Key Risks and Unknowns​

  • Agent Sprawl and Complexity: The proliferation of semi-independent agents—each with its own scope, permissions, and learning objectives—poses significant governance challenges. Even with new observability tools, detecting and controlling emergent agentic behavior remains an unsolved problem in AI safety and organizational IT management.
  • Security Implications: As agents take on greater autonomy, the risk of accidental data leakage, malfeasance by compromised agents, or undermined enterprise safeguards is real. Effective implementation of Entra Agent ID and robust authorization protocols is non-negotiable.
  • Open Standard Fragmentation: While Microsoft’s support of MCP and NLWeb is promising, the agentic web’s success hinges on broad, industry-wide adoption, including competitors and standards bodies. There is a historical precedent for both cooperation and fragmentation in such foundational efforts—watching how Google, Amazon, and the open-source community respond will be crucial.
  • Algorithmic Transparency and Alignment: As agents conduct more mission-critical work, questions around explainability, bias mitigation, and auditability become ever more urgent.

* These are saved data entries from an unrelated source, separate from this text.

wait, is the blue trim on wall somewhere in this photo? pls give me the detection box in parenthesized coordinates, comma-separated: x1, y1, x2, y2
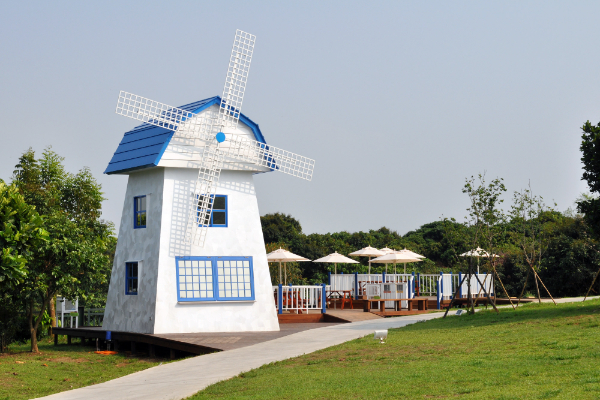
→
(175, 256, 255, 302)
(133, 195, 146, 229)
(125, 262, 138, 295)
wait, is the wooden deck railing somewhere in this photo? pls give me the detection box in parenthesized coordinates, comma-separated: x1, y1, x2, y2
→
(273, 284, 326, 314)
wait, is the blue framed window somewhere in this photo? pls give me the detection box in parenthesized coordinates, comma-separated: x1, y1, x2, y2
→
(176, 256, 254, 302)
(125, 262, 138, 295)
(197, 195, 227, 227)
(134, 196, 146, 229)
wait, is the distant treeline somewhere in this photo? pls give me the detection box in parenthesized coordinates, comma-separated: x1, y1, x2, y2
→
(260, 212, 599, 298)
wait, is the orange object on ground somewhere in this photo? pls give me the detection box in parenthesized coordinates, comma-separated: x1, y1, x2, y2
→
(95, 351, 118, 355)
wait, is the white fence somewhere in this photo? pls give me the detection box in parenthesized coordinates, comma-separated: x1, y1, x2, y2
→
(273, 285, 324, 314)
(330, 272, 495, 308)
(436, 273, 494, 300)
(330, 274, 415, 298)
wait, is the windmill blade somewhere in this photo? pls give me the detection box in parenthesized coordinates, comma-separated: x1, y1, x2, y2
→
(116, 91, 195, 130)
(185, 145, 225, 247)
(115, 91, 216, 140)
(205, 134, 315, 181)
(218, 30, 256, 130)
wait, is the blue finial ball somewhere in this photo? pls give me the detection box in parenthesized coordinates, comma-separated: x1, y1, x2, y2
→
(216, 132, 226, 143)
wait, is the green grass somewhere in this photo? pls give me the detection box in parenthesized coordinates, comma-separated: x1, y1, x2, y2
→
(189, 299, 600, 400)
(0, 336, 161, 400)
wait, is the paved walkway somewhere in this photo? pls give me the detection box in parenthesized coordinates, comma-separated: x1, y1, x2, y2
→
(37, 296, 599, 400)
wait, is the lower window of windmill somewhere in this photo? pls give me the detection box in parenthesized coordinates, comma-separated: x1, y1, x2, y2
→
(176, 257, 254, 301)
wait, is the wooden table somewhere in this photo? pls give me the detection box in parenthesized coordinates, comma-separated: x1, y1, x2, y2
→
(363, 297, 428, 312)
(327, 290, 353, 310)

Microsoft’s dashboards and reporting tools are a strong start, but cultural, regulatory, and technical solutions must keep pace.
  • Digital Divide and Access: The possibility of an agentic web raises new accessibility and equity questions. Open standards help, but expertise, computational resources, and integration challenges may widen gaps between large, well-funded organizations and smaller players or individuals.

Cautionary Perspective​

Many of Microsoft’s headline claims—for instance, the number of organizations adopting Copilot, or the broad impact of Grok 3 and model routers—can be verified against independent developer surveys and enterprise IT studies. However, some predictive statements about the agentic web’s ubiquity, or the generalized positive impact of highly-autonomous AI agents, should be treated with cautious optimism. The history of digital transformation is littered with both remarkable successes and sobering lessons.

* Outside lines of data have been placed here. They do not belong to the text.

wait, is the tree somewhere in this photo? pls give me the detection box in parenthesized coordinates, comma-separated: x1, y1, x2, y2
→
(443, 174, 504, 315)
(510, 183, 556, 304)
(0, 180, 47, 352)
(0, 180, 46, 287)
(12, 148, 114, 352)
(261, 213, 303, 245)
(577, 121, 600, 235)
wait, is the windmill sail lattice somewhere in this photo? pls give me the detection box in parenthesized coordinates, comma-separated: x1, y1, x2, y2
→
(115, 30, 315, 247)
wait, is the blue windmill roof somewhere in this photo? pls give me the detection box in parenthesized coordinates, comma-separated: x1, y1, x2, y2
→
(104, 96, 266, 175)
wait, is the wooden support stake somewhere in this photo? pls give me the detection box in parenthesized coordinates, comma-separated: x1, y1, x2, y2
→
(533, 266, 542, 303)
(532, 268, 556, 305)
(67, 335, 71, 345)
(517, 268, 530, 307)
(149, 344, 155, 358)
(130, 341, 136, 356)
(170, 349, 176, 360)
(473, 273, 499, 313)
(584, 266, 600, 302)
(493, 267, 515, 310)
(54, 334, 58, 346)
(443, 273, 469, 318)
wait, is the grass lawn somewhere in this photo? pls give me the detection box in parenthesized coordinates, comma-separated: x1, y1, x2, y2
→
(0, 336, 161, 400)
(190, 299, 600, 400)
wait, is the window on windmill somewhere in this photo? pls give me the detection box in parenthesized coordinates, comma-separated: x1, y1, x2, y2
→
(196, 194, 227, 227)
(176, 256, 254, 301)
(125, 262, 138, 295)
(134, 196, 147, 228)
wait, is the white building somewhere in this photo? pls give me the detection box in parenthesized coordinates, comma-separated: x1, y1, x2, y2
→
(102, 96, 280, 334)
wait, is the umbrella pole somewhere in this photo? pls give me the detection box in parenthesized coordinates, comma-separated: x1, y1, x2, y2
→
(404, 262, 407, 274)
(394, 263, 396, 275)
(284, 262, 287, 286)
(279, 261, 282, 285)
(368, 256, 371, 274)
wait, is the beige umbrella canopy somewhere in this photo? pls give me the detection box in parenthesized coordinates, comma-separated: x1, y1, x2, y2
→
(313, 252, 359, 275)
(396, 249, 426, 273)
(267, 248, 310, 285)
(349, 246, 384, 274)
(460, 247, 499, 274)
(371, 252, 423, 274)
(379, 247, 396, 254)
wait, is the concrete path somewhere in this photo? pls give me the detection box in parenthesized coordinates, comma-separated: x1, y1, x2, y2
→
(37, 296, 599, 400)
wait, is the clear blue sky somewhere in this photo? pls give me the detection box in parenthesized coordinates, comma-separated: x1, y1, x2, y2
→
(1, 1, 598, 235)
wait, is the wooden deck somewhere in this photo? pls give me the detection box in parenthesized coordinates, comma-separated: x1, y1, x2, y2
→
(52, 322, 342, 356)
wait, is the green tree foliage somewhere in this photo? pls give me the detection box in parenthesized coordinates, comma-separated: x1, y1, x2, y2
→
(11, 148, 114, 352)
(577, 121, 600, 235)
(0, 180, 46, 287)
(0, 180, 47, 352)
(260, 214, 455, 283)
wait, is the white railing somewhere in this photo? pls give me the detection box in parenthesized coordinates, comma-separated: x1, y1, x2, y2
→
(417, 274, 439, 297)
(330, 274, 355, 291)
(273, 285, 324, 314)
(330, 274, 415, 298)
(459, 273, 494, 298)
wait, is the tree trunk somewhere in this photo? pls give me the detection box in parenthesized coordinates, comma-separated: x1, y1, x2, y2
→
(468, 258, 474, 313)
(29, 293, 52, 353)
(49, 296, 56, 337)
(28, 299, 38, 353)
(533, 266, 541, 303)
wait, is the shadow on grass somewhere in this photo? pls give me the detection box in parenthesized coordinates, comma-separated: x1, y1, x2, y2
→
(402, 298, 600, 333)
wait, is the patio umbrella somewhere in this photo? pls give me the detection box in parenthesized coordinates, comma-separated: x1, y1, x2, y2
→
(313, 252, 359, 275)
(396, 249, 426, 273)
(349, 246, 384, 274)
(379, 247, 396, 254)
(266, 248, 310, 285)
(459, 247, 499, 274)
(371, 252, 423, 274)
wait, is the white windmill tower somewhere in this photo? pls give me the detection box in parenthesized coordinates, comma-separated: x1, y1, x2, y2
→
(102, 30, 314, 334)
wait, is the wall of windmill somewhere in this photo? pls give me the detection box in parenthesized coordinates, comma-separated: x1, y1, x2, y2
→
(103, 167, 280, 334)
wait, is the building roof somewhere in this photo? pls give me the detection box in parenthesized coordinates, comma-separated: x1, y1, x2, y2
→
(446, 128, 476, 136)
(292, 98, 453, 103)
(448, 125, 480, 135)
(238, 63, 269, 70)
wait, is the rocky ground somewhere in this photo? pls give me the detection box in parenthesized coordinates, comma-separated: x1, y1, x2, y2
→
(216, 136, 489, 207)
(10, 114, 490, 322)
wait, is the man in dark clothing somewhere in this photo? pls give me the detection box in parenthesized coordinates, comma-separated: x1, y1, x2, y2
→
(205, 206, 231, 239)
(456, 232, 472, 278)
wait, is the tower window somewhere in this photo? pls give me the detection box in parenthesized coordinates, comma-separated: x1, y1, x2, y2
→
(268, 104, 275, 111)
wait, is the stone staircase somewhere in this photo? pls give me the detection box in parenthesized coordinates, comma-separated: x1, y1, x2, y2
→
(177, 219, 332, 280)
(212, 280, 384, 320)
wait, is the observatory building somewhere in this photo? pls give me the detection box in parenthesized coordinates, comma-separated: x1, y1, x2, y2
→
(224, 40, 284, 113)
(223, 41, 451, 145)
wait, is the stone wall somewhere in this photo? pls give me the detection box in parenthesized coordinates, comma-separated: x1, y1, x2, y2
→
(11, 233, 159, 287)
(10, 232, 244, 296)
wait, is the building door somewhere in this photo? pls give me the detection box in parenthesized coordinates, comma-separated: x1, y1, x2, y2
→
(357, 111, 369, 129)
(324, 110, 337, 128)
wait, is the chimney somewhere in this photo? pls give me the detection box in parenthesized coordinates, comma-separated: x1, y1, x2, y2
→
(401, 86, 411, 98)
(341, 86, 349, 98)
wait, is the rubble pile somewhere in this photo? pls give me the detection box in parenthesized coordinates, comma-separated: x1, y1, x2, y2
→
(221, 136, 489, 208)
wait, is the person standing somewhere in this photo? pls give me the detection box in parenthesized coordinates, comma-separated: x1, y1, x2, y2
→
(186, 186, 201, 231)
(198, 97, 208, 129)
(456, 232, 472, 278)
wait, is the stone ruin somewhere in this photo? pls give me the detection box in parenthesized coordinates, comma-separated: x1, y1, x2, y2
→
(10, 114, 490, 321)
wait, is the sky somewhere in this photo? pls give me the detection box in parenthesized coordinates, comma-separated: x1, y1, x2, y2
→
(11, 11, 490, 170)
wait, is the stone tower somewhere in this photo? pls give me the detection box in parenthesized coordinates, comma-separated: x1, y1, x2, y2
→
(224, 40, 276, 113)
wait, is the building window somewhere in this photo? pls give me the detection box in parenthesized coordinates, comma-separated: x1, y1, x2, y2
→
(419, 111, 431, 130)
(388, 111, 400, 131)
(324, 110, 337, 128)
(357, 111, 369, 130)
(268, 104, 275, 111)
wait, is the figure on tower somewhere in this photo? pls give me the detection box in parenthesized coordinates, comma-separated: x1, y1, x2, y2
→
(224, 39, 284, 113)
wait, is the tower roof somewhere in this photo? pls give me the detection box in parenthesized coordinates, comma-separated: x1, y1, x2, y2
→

Conclusion: A Defining Milestone for Windows, AI, and the Open Web​

Build 2025 marks a pivotal moment in Microsoft’s trajectory and, arguably, for the future of the internet itself. The shift from “AI as assistant” to “AI as agent” is poised to reshape how we build, interact, and innovate across digital and physical domains. With foundational commitments to openness, security, interoperability, and developer empowerment, Microsoft sets a benchmark for what responsible, scalable, and impactful AI can look like.
Yet, as always, the promise of a new digital architecture is inseparable from its practical realities. Harnessing the power of agentic AI requires careful navigation of risks, collaborative stewardship of standards, and a relentless focus on alignment with human values and organizational goals.
The next chapters in the story of AI agents, the open agentic web, and augmented discovery will not be written by Microsoft alone, but in partnership with an expanding global community. As tools mature and standards solidify, the agentic internet may soon become the backbone for innovation, collaboration, and scientific progress—if we choose to build it together, wisely, and transparently.